Tres veces te engañé…

Por Julián Chávez Trueba

Andrés Manuel López Obrador dejó planteados algunos ejes que, convertidos casi en legado, fueron retomados en campaña por Claudia Sheinbaum. Sin embargo, ya en el ejercicio del poder, varios de ellos han quedado como engaños no tanto para la sociedad sino para su mentor.

1. Seguridad: del discurso a la acción La continuidad del “abrazos, no balazos”, máxima del lopezobradorismo que prometía una estrategia de seguridad distinta a la de Calderón que, si bien la presidenta ha reiterado el discurso, en los hechos ha tomado mucha distancia. A través de Omar García Harfuch, el gobierno federal ha optado por acciones directas contra grupos criminales, particularmente contra el Cártel Jalisco Nueva Generación, logrando detenciones relevantes. Un giro que, para muchos, resulta necesario; pero que contradice el planteamiento original ¿no?.

2. Educación: una reforma en pausa La promesa de cancelar los efectos de la reforma educativa previa, especialmente en lo relativo al acceso a plazas docentes quedó en solo eso. En su momento, el modelo de evaluación buscaba fortalecer la calidad educativa mediante la profesionalización del magisterio.
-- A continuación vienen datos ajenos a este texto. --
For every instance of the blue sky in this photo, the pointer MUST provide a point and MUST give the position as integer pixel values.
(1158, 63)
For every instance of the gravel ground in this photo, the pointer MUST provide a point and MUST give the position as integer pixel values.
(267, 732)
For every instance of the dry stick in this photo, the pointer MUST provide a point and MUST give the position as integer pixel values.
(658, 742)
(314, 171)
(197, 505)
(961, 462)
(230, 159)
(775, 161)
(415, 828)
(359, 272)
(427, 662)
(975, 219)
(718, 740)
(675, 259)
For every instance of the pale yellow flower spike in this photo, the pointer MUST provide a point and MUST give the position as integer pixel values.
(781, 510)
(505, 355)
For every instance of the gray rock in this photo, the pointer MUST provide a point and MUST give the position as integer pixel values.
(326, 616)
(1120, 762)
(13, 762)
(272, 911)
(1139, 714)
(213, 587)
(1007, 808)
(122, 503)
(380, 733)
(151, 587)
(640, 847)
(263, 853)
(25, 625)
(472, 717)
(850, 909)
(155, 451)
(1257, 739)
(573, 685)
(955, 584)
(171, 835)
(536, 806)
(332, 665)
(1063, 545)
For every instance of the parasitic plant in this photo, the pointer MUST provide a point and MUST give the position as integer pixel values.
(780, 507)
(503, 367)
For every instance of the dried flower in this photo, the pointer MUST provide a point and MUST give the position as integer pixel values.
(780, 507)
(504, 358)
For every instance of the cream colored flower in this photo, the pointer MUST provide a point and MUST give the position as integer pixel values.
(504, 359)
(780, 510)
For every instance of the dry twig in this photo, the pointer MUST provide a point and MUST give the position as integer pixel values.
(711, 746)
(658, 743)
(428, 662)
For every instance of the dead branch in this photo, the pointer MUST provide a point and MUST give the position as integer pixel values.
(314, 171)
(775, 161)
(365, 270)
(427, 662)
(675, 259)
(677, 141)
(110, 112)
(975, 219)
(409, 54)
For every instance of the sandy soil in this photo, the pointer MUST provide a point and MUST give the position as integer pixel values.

Hoy, esa discusión ha quedado en un limbo: no se ha retomado con seriedad el impulso a la meritocracia docente, pero tampoco se ha revertido del todo. El resultado es un sistema sin rumbo claro y con actores —particularmente sindicales— inconformes. ¿qué va a pasar ahí?

3. Energía: pragmatismo sobre convicción El tercer eje es el del fracking. Durante años, se presentó como un símbolo del deterioro ambiental que debía evitarse, sin embargo, el nuevo gobierno ha optado por priorizar la soberanía energética. La contradicción es evidente: aun con la explotación de hidrocarburos, la dependencia externa no desaparece del todo, y el costo ambiental permanece. Se sustituye una dependencia por otra, sin resolver tomar un rumbo cierto a la soberanía energética.

Lo cierto es que Andrés Manuel López Obrador también prometió mantener a las Fuerzas Armadas en sus cuarteles, proteger el medio ambiente y limitar su participación en tareas civiles. La realidad fue distinta: militarización creciente, proyectos de infraestructura cuestionados ambientalmente —como el Tren Maya— y una política energética que priorizó combustibles fósiles sobre energías limpias.

La pregunta es entonces: ¿estamos frente a una traición de principios o ante una adaptación pragmática al ejercicio del poder?

Ojalá que estos “incumplimientos” del nuevo gobierno terminen por traducirse en beneficios reales para la sociedad y no repitan el patrón de decisiones que, bajo el argumento de la necesidad, terminaron afectando el interés público.

Desde esta columna seguiremos atentos. Porque en política, más que las promesas, lo que verdaderamente cuenta son los resultados.